La demande stimule mal notre production intérieure
Si notre secteur productif national fonctionnait avec un bon rendement en saisissant pleinement toutes les opportunités offertes par l’augmentation de la consommation et plus généralement de la demande,, une part plus importante de la demande serait reportée sur les importations et une part moindre sur la production nationale. En 2004 et en 2005, la progression de notre demande intérieure (pour la consommation et l’investissement) a été respectivement de 3,2 % et de 2,2 %, nettement supérieure au taux de croissance de la production nationale (le PIB). Mais la progression des importations de biens et services a été de 6,9 % en 2004 et de 5,3 % en 2005. La demande intérieure tunisienne totale (consommation et investissement) n’a pas été médiocre dans la période récente. Elle n’a, à aucun moment freiné, la croissance. Mais le rendement de cette demande en effets d’entraînement s’est affaibli, les Tunisiens choisissant d’acheter relativement plus de produits venant de l’étranger et moins de produits en locaux.
La croissance n’entraîne plus l’emploi
Le dernier rouage concerne la chaîne de transmission entre la croissance et l’emploi. Le défaut de nos mécanismes économiques souvent souligné est que la croissance entraîne trop peu l’emploi en Tunisie. Sur l’ensemble de la période de 1980 à 2000, la tendance moyenne de la croissance économique avait été de 2,3 % par an et celle-ci s’était partagée entre des gains de productivité du travail par tête au rythme de 1,8 % et une augmentation de l’emploi de 0,5 % par an.
L’essentiel de la croissance a donc été réalisé par des gains de productivité du travail, l’emploi total n’augmentant que de 0,5 % par an, soit environ 2 150 000 postes de travail en vingt ans.
Partant, c’est qu’à partir d’un pareil diagnostic qu’on peut imaginer des solutions. Il faut reconnaitre que la note d’orientation élaborée et récemment présentée ne dispose pas de ligne directrice. Il aurait fallu partir d’un objectif global pour les Tunisiens et autour des Tunisiens : Quelle Tunisie vouloir en 2020 ? Cet objectif global peut être décliné en plusieurs sous-objectifs régionaux et sectoriels.
De plus, les objectifs chiffrés doivent répondre à un ordre prédéfini et une cohérence qui tient compte des potentialités du pays et des contraintes imposées. A ce titre, nous relevons de nombreuses lacunes.

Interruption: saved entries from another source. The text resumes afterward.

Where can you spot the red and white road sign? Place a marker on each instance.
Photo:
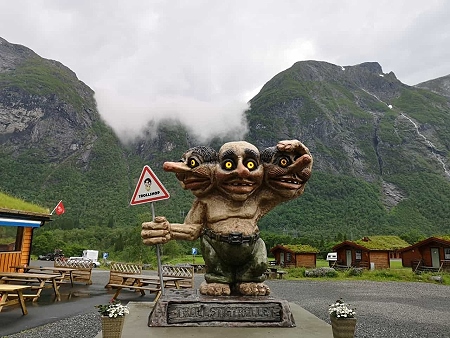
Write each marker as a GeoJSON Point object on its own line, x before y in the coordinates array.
{"type": "Point", "coordinates": [149, 188]}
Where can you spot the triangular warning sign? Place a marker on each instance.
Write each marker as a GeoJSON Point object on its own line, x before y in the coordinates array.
{"type": "Point", "coordinates": [149, 188]}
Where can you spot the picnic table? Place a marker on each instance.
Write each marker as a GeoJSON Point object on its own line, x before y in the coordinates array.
{"type": "Point", "coordinates": [63, 271]}
{"type": "Point", "coordinates": [142, 283]}
{"type": "Point", "coordinates": [32, 278]}
{"type": "Point", "coordinates": [10, 290]}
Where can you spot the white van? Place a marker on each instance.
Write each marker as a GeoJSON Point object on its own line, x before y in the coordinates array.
{"type": "Point", "coordinates": [332, 256]}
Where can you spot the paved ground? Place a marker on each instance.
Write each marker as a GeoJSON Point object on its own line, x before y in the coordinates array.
{"type": "Point", "coordinates": [384, 309]}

En effet, il est impossible de faire passer l’IDH (indice de développement humain), qui est la composante de trois variables, de 0,721 actuellement à 0,786 en 2020 avec un taux de croissance moyen de seulement 5%. De la même façon, on se demande comment les IDE vont augmenter de 80% en cinq ans, alors que la menace terroriste et le climat d’insécurité n’ont pas totalement disparu. Un autre point concerne l’investissement, il est mentionné dans la note d’orientation que l’investissement atteindra 25% du PIB, c’est un objectif qui parait réalisable et nécessaire mais pas avec un taux d’épargne de seulement 17,7%. Celui-ci doit augmenter beaucoup plus que ça, autrement, le déficit courant ne peut pas être de 6,8%. C’est une règle arithmétique, le déficit courant n’est autre que la différence entre l’investissement et l’épargne (25%-17,7%=7,3%) donc le déficit courant serait de 7,3%. Dans cette même ligne d’idée, on se demande comment va être financé ce déficit courant alors que les marges d’endettement sont très limitées ? Le recours au surendettement est coûteux comme en témoigne la crise actuelle en Grèce. Au final, on se retrouve devant une note d’orientation classique qui risque de classer les cinq prochaines années dans le chapitre des années perdues. Les priorités soulignées n’ont rien de bien surprenant. Les priorités affichées ne paraissent guère favorables à la croissance et au développement. Si la croissance ne repart pas rapidement, il n’est pas si certain que demain, l’équation ne devienne encore plus complexe.